Sexual reproduction is the union of two gametes, one from each parent. The sperm comes from the father while the egg from the mother. Each gamete has a haploid chromosome number, that is, half of the total number. This is due to meiosis, where one cell (that contains a chromosome having 2 strands) divides two times. The first division occurs to a duplication of the cell, resulting to two cells having the same chromosome. The second division further divides these cells, but this time the chromosome is split, leaving one strand of each on the gametes.
Fertilization then takes place, and the single stranded chromosomes from each gamete fuses together, creating an offspring that has combined features from both parents, and not genetically similar to anyone of them (Campbell and Reece, 2005). One example of an inherited disease is Ichthyosis. It is a disorder resulting from a mutation in the X chromosome which renders the patient unable to correctly synthesize an important enzyme, steroid sulfatase. As such, the mutated enzyme is unable to break down cholesterol sulfate, causing the skin of the patient to clump and form scales.
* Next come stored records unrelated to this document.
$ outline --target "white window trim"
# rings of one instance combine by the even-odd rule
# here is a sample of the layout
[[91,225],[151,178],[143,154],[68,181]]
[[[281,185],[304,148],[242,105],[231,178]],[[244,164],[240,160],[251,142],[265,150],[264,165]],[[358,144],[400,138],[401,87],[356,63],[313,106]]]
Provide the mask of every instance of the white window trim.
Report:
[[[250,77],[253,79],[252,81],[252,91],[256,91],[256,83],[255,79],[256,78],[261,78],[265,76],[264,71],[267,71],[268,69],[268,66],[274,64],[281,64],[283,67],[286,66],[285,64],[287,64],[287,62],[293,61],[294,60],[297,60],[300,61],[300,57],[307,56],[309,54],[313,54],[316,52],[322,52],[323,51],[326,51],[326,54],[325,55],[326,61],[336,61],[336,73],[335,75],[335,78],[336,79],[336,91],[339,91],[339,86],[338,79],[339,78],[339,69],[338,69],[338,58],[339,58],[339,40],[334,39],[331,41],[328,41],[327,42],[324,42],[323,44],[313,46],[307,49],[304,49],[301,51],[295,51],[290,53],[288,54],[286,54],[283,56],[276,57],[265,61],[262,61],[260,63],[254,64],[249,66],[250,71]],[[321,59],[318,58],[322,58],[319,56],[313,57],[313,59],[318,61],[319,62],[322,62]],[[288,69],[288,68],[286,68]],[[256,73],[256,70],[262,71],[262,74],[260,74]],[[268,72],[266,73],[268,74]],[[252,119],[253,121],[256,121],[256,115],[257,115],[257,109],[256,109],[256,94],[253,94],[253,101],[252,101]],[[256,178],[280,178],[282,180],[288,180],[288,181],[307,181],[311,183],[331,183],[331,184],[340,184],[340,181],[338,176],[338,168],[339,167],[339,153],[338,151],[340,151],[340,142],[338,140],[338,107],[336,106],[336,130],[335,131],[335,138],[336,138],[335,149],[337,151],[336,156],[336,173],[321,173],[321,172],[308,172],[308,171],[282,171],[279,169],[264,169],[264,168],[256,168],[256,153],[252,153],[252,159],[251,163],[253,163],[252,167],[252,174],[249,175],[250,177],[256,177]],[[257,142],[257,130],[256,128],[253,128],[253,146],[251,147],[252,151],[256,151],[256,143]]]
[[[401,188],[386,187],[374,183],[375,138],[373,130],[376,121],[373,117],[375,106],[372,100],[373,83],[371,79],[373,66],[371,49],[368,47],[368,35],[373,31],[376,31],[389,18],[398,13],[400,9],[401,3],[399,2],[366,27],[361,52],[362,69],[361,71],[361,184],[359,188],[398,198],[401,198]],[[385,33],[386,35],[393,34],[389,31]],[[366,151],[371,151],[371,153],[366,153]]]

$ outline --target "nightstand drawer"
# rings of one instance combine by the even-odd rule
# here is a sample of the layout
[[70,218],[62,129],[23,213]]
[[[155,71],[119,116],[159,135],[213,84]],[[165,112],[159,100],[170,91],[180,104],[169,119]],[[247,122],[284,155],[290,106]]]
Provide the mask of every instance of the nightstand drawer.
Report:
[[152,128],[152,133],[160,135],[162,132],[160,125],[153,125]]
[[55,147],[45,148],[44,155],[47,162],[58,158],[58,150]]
Since the disease is caused by a disorder in the X chromosome, it is passed on through the offspring, whether male or female. A female, having an XX chromosome, can easily mask this disease since one of its X chromosome is surely safe coming from the mother. A male, however, being XY in chromosome composition, cannot mask the disorder brought about by the deficient X chromosome (Campbell and Recce 2005). References: Neil A. Campbell, Jane B. Reece. 2005. Biology. New Jersey: Pearson, Benjamin Cummings.